The diaries he kept intermittently throughout his life he burned. He didn’t want to be misinterpreted, with no opportunity to explain what he’d written.

He wants to walk the gray-green fields next to the train tracks, through the blackened, broken cornstalks. He wants to get through books, as reading helps pace the long days. Pages help heave down the curtain of night. Every moment precious? To him, every moment is torture. Waiting for the inevitable, and not knowing if it will painful, if he will be awake, if he will be lucid.

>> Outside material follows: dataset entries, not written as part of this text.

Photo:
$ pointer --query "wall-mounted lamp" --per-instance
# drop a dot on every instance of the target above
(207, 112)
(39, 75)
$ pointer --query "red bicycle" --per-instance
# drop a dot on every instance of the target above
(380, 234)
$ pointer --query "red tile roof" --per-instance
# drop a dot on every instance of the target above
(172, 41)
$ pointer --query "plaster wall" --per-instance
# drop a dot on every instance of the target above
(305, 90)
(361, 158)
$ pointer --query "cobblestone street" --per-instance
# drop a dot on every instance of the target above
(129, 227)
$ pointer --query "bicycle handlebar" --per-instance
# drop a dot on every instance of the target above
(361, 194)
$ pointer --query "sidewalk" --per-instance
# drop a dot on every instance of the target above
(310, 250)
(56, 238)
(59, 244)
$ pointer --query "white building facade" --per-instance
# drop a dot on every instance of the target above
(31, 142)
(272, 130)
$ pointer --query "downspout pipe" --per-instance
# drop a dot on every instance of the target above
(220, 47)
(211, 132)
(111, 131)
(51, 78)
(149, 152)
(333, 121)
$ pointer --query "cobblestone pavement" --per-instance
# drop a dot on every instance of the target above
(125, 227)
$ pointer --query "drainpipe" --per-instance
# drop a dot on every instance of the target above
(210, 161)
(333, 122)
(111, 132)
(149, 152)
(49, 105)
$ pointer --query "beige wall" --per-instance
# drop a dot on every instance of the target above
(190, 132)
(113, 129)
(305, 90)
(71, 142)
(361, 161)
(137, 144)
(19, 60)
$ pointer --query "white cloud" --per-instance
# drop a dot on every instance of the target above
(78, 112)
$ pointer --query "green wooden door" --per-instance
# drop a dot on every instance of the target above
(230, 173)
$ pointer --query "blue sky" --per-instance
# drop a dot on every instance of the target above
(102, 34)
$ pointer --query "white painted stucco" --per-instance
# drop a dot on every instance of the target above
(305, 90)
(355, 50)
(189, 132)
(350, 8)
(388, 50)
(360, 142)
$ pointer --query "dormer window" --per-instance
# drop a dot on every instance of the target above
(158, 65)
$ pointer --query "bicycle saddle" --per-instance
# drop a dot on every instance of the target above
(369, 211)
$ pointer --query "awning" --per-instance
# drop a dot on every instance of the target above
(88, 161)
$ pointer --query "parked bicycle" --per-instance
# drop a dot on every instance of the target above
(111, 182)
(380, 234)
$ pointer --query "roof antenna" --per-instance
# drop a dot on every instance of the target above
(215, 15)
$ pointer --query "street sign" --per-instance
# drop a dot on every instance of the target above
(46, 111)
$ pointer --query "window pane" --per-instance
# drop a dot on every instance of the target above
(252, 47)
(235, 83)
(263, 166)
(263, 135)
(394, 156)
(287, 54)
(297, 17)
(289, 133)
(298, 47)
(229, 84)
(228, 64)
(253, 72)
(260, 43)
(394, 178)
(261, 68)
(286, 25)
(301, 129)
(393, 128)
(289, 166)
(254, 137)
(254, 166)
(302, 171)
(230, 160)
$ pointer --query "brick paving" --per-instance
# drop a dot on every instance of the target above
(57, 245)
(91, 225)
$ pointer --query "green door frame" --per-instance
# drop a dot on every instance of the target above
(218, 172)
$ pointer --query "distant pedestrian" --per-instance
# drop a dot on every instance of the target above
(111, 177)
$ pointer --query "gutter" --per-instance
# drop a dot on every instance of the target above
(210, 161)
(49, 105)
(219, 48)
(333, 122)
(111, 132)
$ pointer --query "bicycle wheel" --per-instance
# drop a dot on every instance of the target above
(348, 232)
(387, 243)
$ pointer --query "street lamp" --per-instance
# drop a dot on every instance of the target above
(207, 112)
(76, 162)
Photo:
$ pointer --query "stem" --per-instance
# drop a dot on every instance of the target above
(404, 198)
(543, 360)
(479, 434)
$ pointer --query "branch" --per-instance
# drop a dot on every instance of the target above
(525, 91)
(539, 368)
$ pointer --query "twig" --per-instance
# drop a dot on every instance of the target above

Who will be there? Will Chris and I decide to make a mad dash to Frankfurt International Airport to be at the deathbed? Will we come later, when Irmel sits alone, truly alone, with the lifelong demons of her bipolar disorder and the ghosts of past suicide attempts?

I don’t think my father-in-law wants any lasting monuments. He is to be cremated and placed in the 4-space plot with his wife’s parents. There is to be a simple service, ending with coffee and cake. He wants Chris to read a speech that he has already prepared. And then I believe he wants to disappear. He is happy to be forgotten. Do not roll the credits.